The count of non-trivial kinship systems, each a Boolean triple on lineage, residence, and marriage axes, equals exactly seven. Anthropologists working with Murdock's classification would cite the result to connect empirical types to the Recognition Science 2^D - 1 law at D = 3. The proof reduces the claim to the length of the filtered nontrivial list and evaluates the arithmetic.

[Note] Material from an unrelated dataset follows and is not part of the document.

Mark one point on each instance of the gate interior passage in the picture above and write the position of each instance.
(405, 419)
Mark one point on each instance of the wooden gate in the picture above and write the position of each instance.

Claim. Let a kinship system be a triple of Boolean values, one for each of the lineage, residence, and marriage axes. The number of such systems with at least one true component equals $2^3 - 1$.

background

KinshipSystem is the structure with three Boolean fields lineage, residence, and marriage, each an axis assignment in {-1, +1} projected to Bool. The nontrivial list is formed by filtering the full list of eight possible assignments to retain only those with at least one true field, excluding the all-false trivial case. The module places this construction inside Recognition Science track I1, where the same 2^D - 1 count law applied to the kinship-axis Q3 structure at D = 3 yields seven classes asserted to match Murdock's six basic types plus one syncretic form.

proof idea

The proof is a one-line wrapper that rewrites the target length using the nontrivial_length theorem, which already establishes the filtered list has length 7, then applies norm_num to confirm 2^3 - 1 evaluates to 7.

why it matters

The declaration supplies the murdock field inside kinshipGraphCohomologyCert and is conjoined inside kinship_one_statement. It realizes the 7-class theorem stated in the module documentation, which applies the 2^D - 1 count law from the Recognition Science framework at D = 3 (T8). This step links the kinship graph cohomology construction to the eight-tick octave and spatial dimension forcing.